Quelle serait donc la conclusion de M. Rosenthal ? Pour lui, la méthode scientifique et la méthode philosophique sont l’une et l’autre exclusives, et il en faudrait trouver une qui permit de concilier ce qui paraît trop souvent jusqu’alors contradictoire : la pensée et la volonté d’une part, les phénomènes du monde expérimental de l’autre. Savants et philosophes semblent ennemis, alors qu’ils suivent simplement deux directions, non opposées, non parallèles non plus, mais convergentes à longue distance. Ils doivent travailler ensemble, profiter mutuellement de leurs découvertes, et surtout s’appliquer à laisser toute liberté au développement futur de la pensée humaine. Un jour viendra peut-être où un puissant esprit, découvrant le point où ces deux directions doivent se rencontrer, le fera clairement connaître et par là fera cesser la distinction tout artificielle de la philosophie et de la science. À celui-là, l’avenir appartient. En attendant, le devoir est de renier toute méthode exclusive et de favoriser au plus haut degré la liberté des recherches.

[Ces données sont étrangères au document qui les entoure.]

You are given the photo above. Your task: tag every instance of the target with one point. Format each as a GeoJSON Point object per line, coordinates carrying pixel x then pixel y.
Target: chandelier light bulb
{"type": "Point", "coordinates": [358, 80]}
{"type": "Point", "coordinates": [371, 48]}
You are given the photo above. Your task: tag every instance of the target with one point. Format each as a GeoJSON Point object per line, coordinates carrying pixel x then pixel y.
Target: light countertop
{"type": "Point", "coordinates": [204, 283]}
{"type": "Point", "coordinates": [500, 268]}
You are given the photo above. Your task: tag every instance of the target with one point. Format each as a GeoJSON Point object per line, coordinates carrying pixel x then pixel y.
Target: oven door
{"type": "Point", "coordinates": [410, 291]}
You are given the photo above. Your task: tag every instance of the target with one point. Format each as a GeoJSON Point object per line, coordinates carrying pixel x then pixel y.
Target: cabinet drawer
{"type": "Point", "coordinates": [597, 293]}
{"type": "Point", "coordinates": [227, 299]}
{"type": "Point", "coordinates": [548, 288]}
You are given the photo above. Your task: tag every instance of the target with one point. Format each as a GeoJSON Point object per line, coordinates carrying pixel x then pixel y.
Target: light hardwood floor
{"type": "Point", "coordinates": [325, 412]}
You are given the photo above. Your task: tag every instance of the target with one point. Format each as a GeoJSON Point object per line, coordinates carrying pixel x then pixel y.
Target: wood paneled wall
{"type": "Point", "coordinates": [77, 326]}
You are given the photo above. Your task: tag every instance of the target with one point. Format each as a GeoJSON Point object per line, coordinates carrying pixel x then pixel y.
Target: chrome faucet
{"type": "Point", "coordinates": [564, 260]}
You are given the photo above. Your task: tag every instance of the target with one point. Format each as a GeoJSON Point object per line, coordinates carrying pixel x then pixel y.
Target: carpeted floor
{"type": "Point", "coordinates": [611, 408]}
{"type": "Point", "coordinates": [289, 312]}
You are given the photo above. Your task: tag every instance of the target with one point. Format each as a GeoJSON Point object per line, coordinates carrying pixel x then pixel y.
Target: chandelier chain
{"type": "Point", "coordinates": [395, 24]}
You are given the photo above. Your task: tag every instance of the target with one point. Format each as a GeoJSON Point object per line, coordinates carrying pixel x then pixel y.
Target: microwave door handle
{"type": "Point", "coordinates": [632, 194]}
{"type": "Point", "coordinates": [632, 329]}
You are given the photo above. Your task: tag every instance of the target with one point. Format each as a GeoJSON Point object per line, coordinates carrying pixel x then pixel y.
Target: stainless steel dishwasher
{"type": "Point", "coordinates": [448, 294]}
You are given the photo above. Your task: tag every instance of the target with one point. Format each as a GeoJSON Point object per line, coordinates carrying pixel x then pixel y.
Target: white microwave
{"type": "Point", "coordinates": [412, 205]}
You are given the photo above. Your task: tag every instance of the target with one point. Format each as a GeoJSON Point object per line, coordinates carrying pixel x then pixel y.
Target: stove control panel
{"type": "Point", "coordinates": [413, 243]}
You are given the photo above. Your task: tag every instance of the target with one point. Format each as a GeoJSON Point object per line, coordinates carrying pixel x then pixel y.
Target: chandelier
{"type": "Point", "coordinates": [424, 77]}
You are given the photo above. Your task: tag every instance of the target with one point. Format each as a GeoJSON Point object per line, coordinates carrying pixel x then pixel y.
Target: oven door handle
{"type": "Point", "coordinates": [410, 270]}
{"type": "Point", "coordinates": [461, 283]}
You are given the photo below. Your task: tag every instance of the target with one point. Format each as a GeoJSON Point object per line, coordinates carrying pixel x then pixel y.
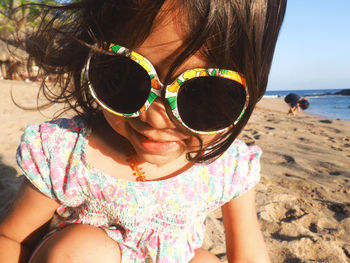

Nous avions raison de dire qu’il n’y a pas d’idées bien neuves dans l’œuvre de M. Rosenthal ; mais on y trouve, en revanche, une grande élévation, beaucoup de forme, même de l’enthousiasme, autant de qualités que ce compte-rendu ne pouvait mettre en relief, mais qui ne manqueront pas de séduire les lecteurs. Peut-être lui reprocheront-ils de s’être un peu trop renfermé dans les limites de l’Allemagne et d’ignorer, ou de paraître, ce qui se fait au delà.

A. Penjon.

Dr Alfons Bilharz. — Der heliocentrische Standpunct der Weltbetrachtung ; Grundlegungen zu einer wirklichen Naturphilosophie (Le point de vue héliocentrique pour considérer le monde : bases d’une véritable philosophie de la nature). Stuttgart, J.-G. Cotta, 1879 (in-16, xvi-326 pages, 14 figures gravées).

Nous avons déjà, dans le numéro de juillet 1880, p. 125, rendu compte d’un ouvrage où M. Bilharz a résumé les principes philosophiques développés dans le livre dont on vient lire l’intitulé. La courte analyse que nous avons donnée de ce résumé n’a peut-être pas besoin d’être refaite, mais il convient au moins d’y ajouter quelques remarques.